Educators felt the shock most profoundly, with some saying that the essay is dead as an assessment tool. I took a more nuanced view, saying that assessment was going to change, but that the essay isn’t dead.

The good news is that education, and other spaces, have actually been working on this problem for years. Tools such as Turnitin’s Authorship Investigation tool and Unicheck’s Emma were developed to combat essay mills. However, their approach, detecting changes in the student’s writing, can work for AI as well.

There’s also some hope from AI itself. Tools such as RoBERTA Base OpenAI Detector do at least a decent job detecting works written by AI models, including the one ChatGPT is based upon. 

In my testing of it today (a more thorough analysis likely in the future), it guessed correctly all the text I had written versus ones written by ChatGPT though it was more confident when given blocks of text larger than four paragraphs.

However, there’s a real problem in applying these tools, especially punitively. Where a traditional plagiarism analysis gives you a transparent report that humans can analyze and draw their own conclusions from. These authorship and anti-AI tools don’t.

There’s no indication of how the tools reached the conclusions that they did, no evidence to examine, and not even a good indicator of what is a normal baseline for such tests.

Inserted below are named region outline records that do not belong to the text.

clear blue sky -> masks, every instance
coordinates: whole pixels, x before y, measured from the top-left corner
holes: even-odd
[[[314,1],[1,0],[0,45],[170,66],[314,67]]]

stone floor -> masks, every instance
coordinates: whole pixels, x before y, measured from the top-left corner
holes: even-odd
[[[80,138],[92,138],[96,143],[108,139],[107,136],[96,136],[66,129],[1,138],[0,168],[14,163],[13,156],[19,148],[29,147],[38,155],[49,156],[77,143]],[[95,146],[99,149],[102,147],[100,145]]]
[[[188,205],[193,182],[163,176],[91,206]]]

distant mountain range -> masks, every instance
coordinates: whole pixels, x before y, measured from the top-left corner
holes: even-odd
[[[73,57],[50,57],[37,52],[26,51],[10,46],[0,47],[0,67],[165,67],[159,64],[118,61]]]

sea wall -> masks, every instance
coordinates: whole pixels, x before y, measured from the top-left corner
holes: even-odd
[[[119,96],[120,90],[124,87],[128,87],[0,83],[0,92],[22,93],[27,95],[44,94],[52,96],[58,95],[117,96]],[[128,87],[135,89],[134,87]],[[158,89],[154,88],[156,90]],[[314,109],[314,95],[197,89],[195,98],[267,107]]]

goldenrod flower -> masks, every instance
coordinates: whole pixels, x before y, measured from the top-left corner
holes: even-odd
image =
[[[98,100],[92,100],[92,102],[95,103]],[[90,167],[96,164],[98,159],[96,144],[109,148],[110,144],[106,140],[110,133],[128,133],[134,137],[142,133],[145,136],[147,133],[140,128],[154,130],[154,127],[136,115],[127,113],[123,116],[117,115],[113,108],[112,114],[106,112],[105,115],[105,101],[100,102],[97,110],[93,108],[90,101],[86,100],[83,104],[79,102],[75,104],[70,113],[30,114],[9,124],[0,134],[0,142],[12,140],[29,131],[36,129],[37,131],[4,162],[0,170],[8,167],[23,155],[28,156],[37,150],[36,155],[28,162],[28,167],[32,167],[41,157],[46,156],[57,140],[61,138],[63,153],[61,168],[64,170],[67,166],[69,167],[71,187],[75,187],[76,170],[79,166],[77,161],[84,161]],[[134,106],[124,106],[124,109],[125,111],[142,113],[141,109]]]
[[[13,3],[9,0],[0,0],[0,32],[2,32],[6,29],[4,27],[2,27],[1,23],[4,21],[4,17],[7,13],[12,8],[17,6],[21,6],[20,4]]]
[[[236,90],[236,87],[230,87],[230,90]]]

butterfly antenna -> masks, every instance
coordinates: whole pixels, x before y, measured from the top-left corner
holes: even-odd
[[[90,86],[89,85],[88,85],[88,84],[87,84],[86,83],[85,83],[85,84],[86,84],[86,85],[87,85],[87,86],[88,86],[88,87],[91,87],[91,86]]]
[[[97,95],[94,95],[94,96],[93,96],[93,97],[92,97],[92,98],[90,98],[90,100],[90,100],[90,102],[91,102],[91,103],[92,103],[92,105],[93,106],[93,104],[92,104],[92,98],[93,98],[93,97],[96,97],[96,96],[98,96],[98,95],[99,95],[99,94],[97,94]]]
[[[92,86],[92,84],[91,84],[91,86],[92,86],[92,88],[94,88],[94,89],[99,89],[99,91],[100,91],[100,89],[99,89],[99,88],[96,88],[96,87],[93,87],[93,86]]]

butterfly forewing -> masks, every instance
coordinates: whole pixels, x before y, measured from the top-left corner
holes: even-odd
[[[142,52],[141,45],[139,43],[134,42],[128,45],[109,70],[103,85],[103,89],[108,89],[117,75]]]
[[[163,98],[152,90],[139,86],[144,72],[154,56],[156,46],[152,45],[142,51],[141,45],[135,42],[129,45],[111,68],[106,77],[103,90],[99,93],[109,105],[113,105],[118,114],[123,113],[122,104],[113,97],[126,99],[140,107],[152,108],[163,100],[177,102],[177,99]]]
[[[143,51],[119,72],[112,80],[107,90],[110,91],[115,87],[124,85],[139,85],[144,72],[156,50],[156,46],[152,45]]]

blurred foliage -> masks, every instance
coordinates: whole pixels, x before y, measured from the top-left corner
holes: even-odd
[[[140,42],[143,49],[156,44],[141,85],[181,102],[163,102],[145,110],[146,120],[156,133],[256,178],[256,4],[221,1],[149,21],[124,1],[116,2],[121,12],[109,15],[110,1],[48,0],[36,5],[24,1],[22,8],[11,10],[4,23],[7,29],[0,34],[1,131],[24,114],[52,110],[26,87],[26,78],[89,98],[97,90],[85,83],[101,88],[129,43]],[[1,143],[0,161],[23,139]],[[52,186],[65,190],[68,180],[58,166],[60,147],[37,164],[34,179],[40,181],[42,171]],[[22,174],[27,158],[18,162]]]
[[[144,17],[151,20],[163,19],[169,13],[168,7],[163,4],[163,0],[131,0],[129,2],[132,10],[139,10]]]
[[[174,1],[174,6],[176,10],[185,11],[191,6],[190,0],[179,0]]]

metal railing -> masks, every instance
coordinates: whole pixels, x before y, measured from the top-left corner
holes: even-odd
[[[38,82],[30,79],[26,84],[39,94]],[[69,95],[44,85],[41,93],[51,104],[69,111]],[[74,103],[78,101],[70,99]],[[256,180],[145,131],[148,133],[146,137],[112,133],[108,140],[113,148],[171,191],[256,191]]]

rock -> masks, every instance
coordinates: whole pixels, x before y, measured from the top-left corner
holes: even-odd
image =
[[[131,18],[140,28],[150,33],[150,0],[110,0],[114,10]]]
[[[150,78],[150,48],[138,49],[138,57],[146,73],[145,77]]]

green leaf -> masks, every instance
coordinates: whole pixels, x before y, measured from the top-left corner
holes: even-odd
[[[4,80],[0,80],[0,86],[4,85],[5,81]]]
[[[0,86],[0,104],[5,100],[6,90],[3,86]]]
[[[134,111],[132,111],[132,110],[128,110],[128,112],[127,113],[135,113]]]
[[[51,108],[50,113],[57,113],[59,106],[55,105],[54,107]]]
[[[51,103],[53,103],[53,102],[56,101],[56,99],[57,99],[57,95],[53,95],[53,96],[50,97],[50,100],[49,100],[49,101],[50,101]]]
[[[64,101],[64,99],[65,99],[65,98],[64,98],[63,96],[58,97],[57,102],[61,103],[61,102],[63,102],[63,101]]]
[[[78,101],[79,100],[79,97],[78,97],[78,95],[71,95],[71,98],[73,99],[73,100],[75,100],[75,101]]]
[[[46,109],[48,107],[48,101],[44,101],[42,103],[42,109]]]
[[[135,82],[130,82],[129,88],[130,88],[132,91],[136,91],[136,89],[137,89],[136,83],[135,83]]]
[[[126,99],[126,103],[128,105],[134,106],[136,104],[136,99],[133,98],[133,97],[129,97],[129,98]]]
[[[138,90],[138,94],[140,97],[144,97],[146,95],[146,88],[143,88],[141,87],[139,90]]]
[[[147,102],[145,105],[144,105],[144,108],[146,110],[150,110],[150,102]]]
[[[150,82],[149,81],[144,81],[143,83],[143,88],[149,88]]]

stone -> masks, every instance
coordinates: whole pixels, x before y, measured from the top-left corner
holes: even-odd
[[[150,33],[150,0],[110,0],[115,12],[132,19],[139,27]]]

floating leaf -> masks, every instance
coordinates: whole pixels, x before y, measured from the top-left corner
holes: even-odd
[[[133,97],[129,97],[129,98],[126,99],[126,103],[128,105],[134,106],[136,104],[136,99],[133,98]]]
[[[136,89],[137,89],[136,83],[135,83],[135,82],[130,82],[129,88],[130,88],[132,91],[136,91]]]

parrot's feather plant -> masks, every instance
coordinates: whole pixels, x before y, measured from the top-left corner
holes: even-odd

This means that, even if these tools do show a student or other author likely misused an AI, acting on that information can be difficult. 

This will be the tension that we will likely see over the next year as AI checking becomes more common and disputes about whether an author did or did not plagiarize become more common.

Bottom Line

In the seventeen years I’ve run Plagiarism Today, I have never seen the issues of copyright and plagiarism so closely align. If you come away with only one story from both worlds, it would be AI.

However, it’s important to remember that, in both cases, we are still in the very early stages. It’s unlikely that we’ll know the long-term impacts of AI in 2023 or even 2024.

What is taking place right now is merely the initial reactions. The realization has hit that AI is entering creative spaces that, previously, were solely the domain of humans. Our legal and social systems are not prepared.

Whatever happens over the next 12 months will be important to watch and may dictate both the law and the ethics of content creation for generations to come.